A short essay exploring the nature of relaity and experience in today’s generation.

             Shameless exhibitionism seems like it’s becoming the recurrent theme of this decade. With the advent of contemporary technology, specifically the Internet, anyone can become a celebrity in a second. Andy Warhol’s infamous statement on fame has accelerated to an insane degree. Previously obscure, average people can become noteworthy overnight for wholly unremarkable tasks.

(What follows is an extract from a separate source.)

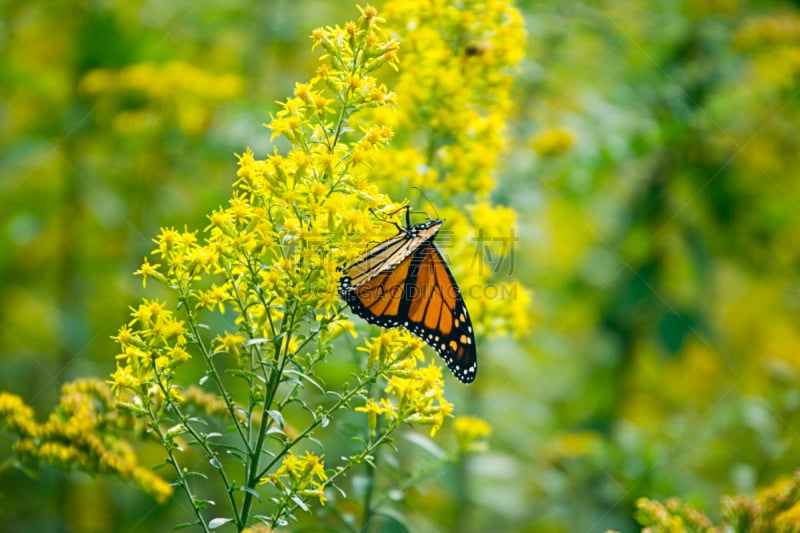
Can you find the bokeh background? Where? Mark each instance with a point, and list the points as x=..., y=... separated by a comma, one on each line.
x=653, y=162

            The YouTube generation have become zombified spectators. We’re choking on our own postmodern self-reference. Our idea of reality is more interesting than what’s actually out there. We film events, we record happenings, we laugh at them, but we don’t actually look at the object itself. People talk to each other on MySpace more often than they do in real life. These viral videos are supposed to give off a more intimate feel but I feel like it just makes us more detached from anything of substance. We’re Twitter-obsessed slackers, losing ourselves in “Badger, Badger, Mushroom”.

            We text each other and we’ve even carried this stupefying, horrendous “leet” speak with us over into everyday conversation. We read hipster magazines and chase after what we think is the next fashion fad, even though no one true unifying style exists anymore (and it’s debatable if there ever has been such a visual zeitgeist).

            Cheap comedy and mindless, violent entertainment is fetishized. Where have we gone as a society?